Earlier today, the NLRB reversed existing precedent and granted all employees the right to use their employer’s email systems for union organizing and other forms of protected concerted activity. In Purple Communications, Inc., the employer’s policy limited employee use of its email and other electronic systems to “business purposes only” and “specifically prohibit[ing]” certain uses by employees. While the employer had a policy that all parties acknowledged complied with existing law, the Board reversed course, declaring 2007 decision in Register Guard, was “clearly incorrect.”

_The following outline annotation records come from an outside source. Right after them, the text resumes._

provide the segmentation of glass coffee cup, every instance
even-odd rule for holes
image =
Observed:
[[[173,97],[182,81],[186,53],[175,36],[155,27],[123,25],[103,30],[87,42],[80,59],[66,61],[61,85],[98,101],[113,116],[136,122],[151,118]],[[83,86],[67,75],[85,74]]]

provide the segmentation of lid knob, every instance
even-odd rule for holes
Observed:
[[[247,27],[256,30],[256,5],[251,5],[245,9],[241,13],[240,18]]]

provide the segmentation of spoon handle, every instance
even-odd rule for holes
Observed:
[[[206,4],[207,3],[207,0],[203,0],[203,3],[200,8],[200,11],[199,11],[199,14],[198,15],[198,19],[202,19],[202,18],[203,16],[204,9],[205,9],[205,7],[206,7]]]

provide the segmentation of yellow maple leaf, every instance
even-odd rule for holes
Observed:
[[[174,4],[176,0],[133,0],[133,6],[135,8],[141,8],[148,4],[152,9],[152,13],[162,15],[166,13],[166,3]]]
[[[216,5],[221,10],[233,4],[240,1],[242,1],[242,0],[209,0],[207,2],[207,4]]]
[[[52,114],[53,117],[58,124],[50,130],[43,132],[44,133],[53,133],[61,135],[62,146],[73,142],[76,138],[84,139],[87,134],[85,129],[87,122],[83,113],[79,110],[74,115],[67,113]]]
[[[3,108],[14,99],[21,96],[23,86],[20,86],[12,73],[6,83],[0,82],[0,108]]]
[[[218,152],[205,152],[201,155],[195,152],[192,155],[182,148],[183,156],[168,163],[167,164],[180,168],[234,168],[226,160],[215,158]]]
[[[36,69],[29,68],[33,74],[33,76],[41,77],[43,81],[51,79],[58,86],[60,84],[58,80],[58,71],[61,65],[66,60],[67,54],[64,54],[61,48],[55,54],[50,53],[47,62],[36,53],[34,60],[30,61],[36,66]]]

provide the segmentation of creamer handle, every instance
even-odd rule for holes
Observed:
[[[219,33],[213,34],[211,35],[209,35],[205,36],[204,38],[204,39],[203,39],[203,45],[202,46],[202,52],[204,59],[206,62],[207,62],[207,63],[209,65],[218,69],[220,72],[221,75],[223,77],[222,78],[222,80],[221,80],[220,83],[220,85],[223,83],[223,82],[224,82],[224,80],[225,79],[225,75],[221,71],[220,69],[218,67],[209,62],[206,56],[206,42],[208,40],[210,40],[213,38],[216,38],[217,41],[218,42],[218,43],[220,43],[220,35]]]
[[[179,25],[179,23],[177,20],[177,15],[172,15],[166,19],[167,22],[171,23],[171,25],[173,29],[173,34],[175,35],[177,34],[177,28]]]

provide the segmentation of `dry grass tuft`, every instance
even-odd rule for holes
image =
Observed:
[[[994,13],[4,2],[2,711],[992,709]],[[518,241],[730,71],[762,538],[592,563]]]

The Board majority contends that its decision was “carefully limited,” because it applies only to employees that “have already been granted access to the employer’s email system in the course of their work and does not require employers to provide such access.” However, Board Member Johnson in dissent argues, “that the new rule is a radical one is unsurprising given that my colleagues have both disregarded the substantial differences between email and face-to-face communication and have failed to consider the revolutionary social networking developments that have occurred since Register Guard issued, which make access to employer email systems even more unnecessary for employees to engage in Section 7 activity.”
The Board majority held that an employer could “justify a total ban on nonwork use of email, including Section 7 use on nonworking time, by demonstrating that special circumstances make the ban necessary to maintain production or discipline;” or, “absent such justification, may apply uniform and consistently enforced controls over its email system to the extent such controls are necessary to maintain production and discipline.” However, that potential limitation ignores the realities of the modern workplace. As dissenting Board Member Miscimarra pointed out the current state of electronic communication “render implausible any suggestion that employees are unreasonably prevented from engaging in NLRA protected communications absent a statutory right to conduct such activities on the employer’s business email system.”
Given the breadth and scope of this ruling, future appellate review is likely.